15) Practical Patterns You Can Reuse
When in doubt, apply these repeatable patterns. Echo and escalate: repeat a repair motif (blue sashiko) and escalate thread weight or density after each major trial. Contrast and resolve: introduce a mismatched upgrade from an ally faction, then resolve it with a hybrid piece that marries both aesthetics near the finale. Mark and mourn: add a small, culturally correct mourning tag for a chapter—then retire it in a ritual scene, leaving a faint stitch shadow as a memory. Each pattern gives players a way to read time on the body, and gives production a predictable plan for masks and materials.

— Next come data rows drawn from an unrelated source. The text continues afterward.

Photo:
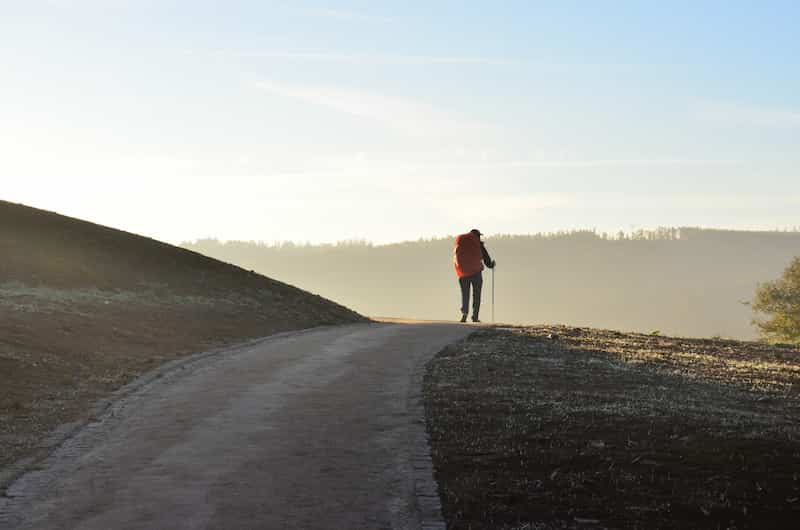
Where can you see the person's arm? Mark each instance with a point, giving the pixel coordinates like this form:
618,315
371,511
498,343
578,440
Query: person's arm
486,258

16) A Simple Weekly Practice Loop
Build a rhythm: pick one character per week and do a three‑state strip (pristine, midway, climax) with notes on time layers, culture voice, and technical toggles. On Friday, translate your notes into parameterized masks and a one‑pager capture kit. Over a month, you’ll seed a reusable library of repair doctrines, decal sets, and upgrade sockets that accelerate future briefs and keep the ensemble coherent.
Outcome: before/after states become a disciplined narrative system instead of scattered grunge. Your characters will carry time honestly, speak with a culture‑rooted voice, and remain technically robust across concept, production, capture, print, and figurines—so that what players feel in motion matches what they hold in their hands.